Kundgebungen abgesagt

Türkei: Angst vor Anschlägen überschattet Wahlkampf. Premier droht mit Todesschwadronen

Von Kevin Hoffmann / Istanbul

Nach dem schwersten Anschlag der jüngeren türkischen Geschichte am 10. Oktober mit über 100 Toten und über 500 Verletzten in Ankara hat die Regierung in der vergangenen Woche die Identität der beiden Selbstmordattentäter bestätigt. Yunus Emre Alagöz und Ömer Deniz Dündar sollen Mitglieder einer Zelle des »Islamischen Staates« (IS) aus der Stadt Adiyaman gewesen sein. In einem von der kurdischen Nachrichtenagentur Firat News am vergangenen Mittwoch veröffentlichten Video berichtet Mahmut Gazi Tatar, Mitglied dieser IS-Zelle, dass es für sie keine Hindernisse gebe, sich frei zwischen Syrien und der Türkei zu bewegen.

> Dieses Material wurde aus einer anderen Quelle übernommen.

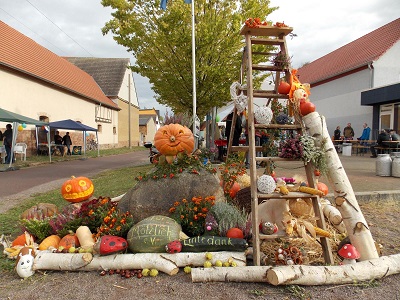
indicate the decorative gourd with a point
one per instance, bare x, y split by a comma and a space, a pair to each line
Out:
77, 189
323, 188
69, 240
152, 234
109, 244
266, 184
235, 233
284, 87
40, 211
85, 237
174, 138
50, 241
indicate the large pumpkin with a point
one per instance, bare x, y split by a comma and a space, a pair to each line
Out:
174, 138
152, 234
77, 189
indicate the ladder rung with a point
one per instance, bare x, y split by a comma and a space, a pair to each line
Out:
272, 236
277, 126
291, 195
268, 68
274, 158
261, 41
244, 148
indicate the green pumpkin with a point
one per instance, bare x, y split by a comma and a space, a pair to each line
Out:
152, 234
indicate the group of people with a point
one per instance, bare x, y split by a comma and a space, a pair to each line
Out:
6, 137
384, 138
63, 141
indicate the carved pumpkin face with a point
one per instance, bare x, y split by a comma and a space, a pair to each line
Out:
77, 189
174, 138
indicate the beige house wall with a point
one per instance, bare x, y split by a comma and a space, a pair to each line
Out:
33, 99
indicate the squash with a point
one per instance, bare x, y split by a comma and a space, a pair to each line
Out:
69, 240
77, 189
40, 211
50, 241
174, 138
235, 233
284, 87
323, 188
213, 243
152, 234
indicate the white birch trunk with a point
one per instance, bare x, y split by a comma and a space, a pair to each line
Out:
345, 199
164, 262
302, 274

Tatar ist bereits vor einiger Zeit von den kurdischen Selbstverteidigungseinheiten (YPG) in der nordsyrischen Stadt Tal Abjad festgenommen worden.

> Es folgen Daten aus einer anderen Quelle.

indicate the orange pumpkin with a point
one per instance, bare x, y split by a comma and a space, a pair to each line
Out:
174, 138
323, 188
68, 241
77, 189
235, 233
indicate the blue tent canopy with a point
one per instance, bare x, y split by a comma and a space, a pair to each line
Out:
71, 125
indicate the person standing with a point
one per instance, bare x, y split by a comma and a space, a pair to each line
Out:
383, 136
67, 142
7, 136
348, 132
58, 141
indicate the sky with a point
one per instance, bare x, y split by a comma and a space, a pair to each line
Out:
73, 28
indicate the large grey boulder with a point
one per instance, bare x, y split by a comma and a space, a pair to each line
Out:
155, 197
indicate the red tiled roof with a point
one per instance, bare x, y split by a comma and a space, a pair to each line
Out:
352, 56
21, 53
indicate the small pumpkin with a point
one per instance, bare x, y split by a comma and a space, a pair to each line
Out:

Im Zusammenhang mit den Ermittlungen zum Attentat in Ankara hat die türkische Polizei am Montag bekanntgegeben, dass bei Hausdurchsuchungen in der Stadt Gaziantep 2.500 Kilogramm Ammoniumnitrat zum Bau von Bomben, zehn Sprengstoffwesten sowie Handgranaten, Gewehre und Munition beschlagnahmt wurden. Parallel dazu wurden in den Istanbuler Stadtteilen Pendik und Basaksehir 18 Wohnungen durchsucht, die vom IS zur militärischen Ausbildung von Kindern benutzt wurden. Auch nach diesen Razzien beharrt die türkische Regierung auf ihrer Aussage, dass der IS keine organisatorischen Strukturen in der Türkei habe.

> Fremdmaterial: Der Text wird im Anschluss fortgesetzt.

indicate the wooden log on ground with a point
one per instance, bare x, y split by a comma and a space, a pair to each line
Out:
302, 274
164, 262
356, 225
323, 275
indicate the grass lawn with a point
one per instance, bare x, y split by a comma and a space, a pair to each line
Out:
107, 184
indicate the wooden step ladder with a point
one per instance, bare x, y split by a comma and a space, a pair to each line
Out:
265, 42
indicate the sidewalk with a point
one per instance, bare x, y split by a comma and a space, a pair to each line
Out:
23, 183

Laut eines am Mittwoch veröffentlichen Artikels der staatlichen Nachrichtenagentur Anadolu sei das Ziel des Anschlags die HDP-Zentrale in Ankara gewesen, erst kurz zuvor sei der Plan geändert worden. Außerdem hätten bei den Razzien verhaftete IS-Mitglieder gestanden, einen Mordanschlag auf die Kovorsitzende der Demokratischen Partei der Völker (HDP), Figen Yüksekdag, geplant zu haben. Bereits vergangene Woche erklärte die HDP, dass ihr Informationen vorliegen, die auf einen geplanten Anschlag auf den HDP-Kovorsitzenden Selahattin Demirtas hinwiesen. Aus Sicherheitsgründen haben sowohl die HDP als auch die CHP ihre geplanten Großkundgebungen vor den Wahlen am 1. November abgesagt.

Eine am Mittwoch veröffentlichte Umfrage des Institutes Gezici Research zeigt die Spaltung der Bevölkerung in der Türkei: Demnach gehen 58,6 Prozent der Befragten davon aus, dass die AKP-Regierung nicht die nötigen Sicherheitsvorkehrungen vor dem Anschlag in Ankara traf. Während 46 Prozent den IS, die AKP oder Präsident Recep Tayyip Erdogan persönlich für das Attentat verantwortlich machen. 38 Prozent gaben der PKK oder der HDP die Schuld. Fast 70 Prozent gaben an, dass sie erschrocken sind über die harten Erklärungen von Erdogan.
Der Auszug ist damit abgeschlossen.